1 half cup of homemade
gunpowder (15% Charcoal, 10% Sulphur
and 75% Potassium Nitrate combined in that order, and milled for 24 hours).
1
first-aid kit.
1
greased 48” x 72” wooden ramp.
1
bottle of Cognac (to drink while following the process).
Process
You will need
the assistance of an unemployed Sumo Wrestler to load and unload the
cannon. Pay him minimum wage – no
benefits. This is very expensive if you happen to live in the District of Columbia, where minimum wage is at an all-time high of $11.50, as opposed to the
other U.S. States that are still allowing slave labor at $7.92. Whatever you do, don't seek him in the $15 picket lines.
Using the wooden
ramp, pile all of the tools and ingredients into a rented U-Haul truck, drive
about 100 miles away from civilization, and park.
Throwback a shot of Cognac.
After about
three hours of tugging and pushing, the cannon will eventually slide down the
wooden ramp and be removed from the truck. Set the cannon up at a 25-degree
angle.
Get the tripod
and turkey, walk 100 paces in front of the Howitzer, and secure the tripod to
the nearest tree. Next, mount the turkey to the tripod in “tee-off” position.
Secure the turkey with duct tape.
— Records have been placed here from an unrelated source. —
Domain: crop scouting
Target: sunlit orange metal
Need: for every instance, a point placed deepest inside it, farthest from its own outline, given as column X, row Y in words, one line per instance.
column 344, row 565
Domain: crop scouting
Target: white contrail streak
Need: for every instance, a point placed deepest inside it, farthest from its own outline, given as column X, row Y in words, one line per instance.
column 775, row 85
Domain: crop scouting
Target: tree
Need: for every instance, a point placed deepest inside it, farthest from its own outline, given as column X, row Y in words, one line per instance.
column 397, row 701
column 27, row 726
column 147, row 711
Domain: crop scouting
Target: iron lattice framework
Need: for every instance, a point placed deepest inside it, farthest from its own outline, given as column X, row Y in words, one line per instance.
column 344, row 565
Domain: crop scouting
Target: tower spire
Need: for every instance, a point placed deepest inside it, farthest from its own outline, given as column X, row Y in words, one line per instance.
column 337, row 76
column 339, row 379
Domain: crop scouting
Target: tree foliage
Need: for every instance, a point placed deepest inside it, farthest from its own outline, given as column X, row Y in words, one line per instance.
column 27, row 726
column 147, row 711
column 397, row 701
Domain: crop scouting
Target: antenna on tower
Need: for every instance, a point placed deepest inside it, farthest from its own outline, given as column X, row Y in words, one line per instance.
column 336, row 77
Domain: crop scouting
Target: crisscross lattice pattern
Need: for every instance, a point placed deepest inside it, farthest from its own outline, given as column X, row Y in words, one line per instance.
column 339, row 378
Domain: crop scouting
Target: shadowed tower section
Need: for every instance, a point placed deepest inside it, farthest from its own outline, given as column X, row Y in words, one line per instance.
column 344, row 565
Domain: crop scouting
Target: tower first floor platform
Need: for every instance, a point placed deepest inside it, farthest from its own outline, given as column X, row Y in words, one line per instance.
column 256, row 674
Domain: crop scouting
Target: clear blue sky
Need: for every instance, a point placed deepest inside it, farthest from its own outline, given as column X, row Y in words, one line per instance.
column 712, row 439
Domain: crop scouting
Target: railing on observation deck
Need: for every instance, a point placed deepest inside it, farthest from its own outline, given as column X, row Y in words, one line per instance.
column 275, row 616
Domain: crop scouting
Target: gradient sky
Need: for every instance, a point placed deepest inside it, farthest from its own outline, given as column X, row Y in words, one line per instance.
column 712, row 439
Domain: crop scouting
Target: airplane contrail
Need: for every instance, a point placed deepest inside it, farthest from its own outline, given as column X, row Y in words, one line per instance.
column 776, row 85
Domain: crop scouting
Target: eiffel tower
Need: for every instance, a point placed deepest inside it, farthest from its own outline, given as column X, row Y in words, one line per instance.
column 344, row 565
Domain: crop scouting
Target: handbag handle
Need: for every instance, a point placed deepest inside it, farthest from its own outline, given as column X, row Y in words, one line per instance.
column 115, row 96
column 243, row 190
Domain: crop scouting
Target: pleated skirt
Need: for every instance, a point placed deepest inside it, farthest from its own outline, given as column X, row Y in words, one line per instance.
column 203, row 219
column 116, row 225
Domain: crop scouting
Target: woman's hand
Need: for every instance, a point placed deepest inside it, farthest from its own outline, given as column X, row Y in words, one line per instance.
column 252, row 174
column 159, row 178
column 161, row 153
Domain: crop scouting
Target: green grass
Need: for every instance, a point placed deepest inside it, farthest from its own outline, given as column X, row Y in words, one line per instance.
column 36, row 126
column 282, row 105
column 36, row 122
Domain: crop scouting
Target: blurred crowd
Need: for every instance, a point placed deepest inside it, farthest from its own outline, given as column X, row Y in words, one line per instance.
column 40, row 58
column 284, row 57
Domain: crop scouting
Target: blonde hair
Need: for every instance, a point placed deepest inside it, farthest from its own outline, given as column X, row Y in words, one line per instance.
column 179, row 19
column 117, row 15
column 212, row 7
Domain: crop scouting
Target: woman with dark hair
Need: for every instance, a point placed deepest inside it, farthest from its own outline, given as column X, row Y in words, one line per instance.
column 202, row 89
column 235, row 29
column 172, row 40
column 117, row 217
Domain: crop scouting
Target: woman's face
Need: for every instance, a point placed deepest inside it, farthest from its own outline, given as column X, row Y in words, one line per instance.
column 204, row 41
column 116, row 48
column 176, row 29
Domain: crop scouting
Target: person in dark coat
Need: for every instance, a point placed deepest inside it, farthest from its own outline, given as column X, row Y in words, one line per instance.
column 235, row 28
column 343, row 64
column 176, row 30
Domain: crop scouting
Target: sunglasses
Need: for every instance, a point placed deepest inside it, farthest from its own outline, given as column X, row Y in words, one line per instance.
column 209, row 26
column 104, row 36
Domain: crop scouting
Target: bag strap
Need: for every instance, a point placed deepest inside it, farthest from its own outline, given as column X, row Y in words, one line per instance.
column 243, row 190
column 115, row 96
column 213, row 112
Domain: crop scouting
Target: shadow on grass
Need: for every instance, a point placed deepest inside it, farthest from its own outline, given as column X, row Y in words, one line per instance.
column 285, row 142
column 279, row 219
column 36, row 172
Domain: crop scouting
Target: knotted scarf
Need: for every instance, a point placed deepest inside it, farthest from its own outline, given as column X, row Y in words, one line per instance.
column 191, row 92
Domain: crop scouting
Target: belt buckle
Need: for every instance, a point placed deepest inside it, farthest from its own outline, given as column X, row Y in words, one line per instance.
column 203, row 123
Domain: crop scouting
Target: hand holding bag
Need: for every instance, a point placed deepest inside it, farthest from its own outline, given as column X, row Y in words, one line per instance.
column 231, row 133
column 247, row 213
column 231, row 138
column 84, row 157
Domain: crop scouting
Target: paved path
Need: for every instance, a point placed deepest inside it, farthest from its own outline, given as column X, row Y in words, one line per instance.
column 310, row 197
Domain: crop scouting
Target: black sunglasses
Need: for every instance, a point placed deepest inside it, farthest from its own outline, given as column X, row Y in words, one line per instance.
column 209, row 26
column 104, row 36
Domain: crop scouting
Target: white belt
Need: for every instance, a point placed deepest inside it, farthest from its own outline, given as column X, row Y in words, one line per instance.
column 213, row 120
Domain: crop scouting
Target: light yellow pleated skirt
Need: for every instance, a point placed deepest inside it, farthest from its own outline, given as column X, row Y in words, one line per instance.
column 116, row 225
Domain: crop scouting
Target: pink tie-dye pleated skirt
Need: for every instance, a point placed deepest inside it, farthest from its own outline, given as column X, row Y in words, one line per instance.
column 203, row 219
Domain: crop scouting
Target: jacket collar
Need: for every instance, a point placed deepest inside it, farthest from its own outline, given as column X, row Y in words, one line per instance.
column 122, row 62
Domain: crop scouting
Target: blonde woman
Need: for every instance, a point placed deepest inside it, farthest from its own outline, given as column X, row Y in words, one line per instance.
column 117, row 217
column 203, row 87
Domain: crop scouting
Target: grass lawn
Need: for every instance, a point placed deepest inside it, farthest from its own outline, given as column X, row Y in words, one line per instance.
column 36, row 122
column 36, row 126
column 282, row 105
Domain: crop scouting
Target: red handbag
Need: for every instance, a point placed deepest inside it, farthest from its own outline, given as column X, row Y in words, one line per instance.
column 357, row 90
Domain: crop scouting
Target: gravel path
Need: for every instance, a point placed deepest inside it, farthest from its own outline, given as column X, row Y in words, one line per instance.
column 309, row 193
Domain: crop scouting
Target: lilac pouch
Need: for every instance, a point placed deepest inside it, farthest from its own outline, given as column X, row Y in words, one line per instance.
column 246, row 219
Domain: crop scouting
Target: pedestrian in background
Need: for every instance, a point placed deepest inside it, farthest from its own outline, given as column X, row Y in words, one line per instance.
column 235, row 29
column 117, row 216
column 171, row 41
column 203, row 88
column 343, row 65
Walk back and sight the Howitzer, aiming
directly at the part of the turkey that goes over the fence last, or as it is
known in some circles “the Pope’s nose.”
Put three
tablespoons of gunpowder into the cannon and insert the duck - tail first.
Fire when ready.
Throwback a shot of Cognac.
Assuming that
the duck is on target, reload by putting two tablespoons of gunpowder into the
cannon and toss in one of the panic-stricken chickens.
Fire when ready.
Throwback a shot of Cognac.
If the first
little bugger has missed, put two more tablespoons of gunpowder into the cannon
and toss in the other chicken, if it hasn’t already scared itself to death.
Fire when ready.
Throwback a shot of Cognac.
At this point,
if there are any ruffled feathers sticking out of the turducken, you may sear
them with the blow torch. However, the entire process usually eliminates bones
and feathers.
Gather up all
the remaining tools and ingredients; put them back into the truck and drive
back home.
If there are any
gaps or holes in the bird, you may fill them with the Swedish Chef’s recipe for
smashed potato and onion stuffing.
Roast the anomaly
for eight hours in a 350-degree oven.
Finish the
remaining Cognac in front of a nice warm fire.
The good news
about this exercise in futility is that if it was not quite successful and
there is a bloody mess on your hands, you are now drunk and do not care; plus, you
still end up with a turducken of sorts (see definition 2 above).